The release of Hamdok and his wife on Tuesday followed international condemnation of General Abdel Fattah al-Burhan’s power grab.
The United States had said it would suspend aid, while the European Union had threatened to do the same, Al Jazeera reported.
United Nations Secretary General Antonio Guterres had also demanded Hamdok’s immediate release as he urged world powers to unite to confront what he called a recent “epidemic of coups d’etat.”
The statement by Hamdok’s office said the deposed prime minister and his wife were under “tight security” at their home in the Sudanese capital, Khartoum, and that other civilian officials arrested on the day of the coup remained in detention, with their whereabouts still unknown.
The takeover came after weeks of mounting tensions between military and civilian leaders over the course and pace of Sudan’s transition to democracy.
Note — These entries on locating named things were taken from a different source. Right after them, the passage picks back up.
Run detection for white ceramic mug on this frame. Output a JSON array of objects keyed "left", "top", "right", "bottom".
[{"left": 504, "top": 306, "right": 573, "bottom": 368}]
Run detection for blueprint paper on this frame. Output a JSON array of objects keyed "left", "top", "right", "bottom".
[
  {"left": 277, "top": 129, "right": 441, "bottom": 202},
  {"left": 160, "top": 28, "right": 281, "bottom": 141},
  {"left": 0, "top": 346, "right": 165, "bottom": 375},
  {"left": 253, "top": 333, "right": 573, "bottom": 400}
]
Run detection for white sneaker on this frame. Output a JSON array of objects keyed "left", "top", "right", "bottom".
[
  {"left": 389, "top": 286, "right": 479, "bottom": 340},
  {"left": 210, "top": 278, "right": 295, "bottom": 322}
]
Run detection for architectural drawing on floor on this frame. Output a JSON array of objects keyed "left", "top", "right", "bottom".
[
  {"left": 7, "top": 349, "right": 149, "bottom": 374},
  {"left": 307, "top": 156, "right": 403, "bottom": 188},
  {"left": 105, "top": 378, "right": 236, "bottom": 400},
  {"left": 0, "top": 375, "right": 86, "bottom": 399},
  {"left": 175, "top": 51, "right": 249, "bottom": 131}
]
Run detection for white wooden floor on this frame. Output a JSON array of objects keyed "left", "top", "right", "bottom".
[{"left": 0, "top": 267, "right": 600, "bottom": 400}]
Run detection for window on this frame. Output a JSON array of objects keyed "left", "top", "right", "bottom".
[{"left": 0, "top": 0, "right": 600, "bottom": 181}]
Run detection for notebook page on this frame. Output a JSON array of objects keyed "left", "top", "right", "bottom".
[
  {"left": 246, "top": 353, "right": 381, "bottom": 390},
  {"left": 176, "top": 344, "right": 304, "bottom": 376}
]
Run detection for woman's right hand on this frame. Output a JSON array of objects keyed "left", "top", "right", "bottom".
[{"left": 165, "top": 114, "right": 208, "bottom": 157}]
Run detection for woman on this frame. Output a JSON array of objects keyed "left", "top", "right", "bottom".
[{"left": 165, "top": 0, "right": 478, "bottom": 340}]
Al-Burhan was supposed to hand the leadership of the Sovereign Council that runs the country to a civilian next month – a step that would have decreased the military’s hold on power.
But the coup has threatened to derail Sudan’s transitional process, which has progressed in fits and starts since the overthrow of longtime leader Omar al-Bashir in a popular uprising two years ago.
On Tuesday, pro-democracy demonstrators returned to the streets, blocking roads in the capital with makeshift barricades and burning tires. Troops had fired on crowds a day earlier, killing four protesters, according to doctors.
Earlier in the day, al-Burhan made his second appearance since the coup, saying the military had been forced to step in to avoid civil war.
The general also noted that Hamdok had been held for his safety, at his own home, and would be released.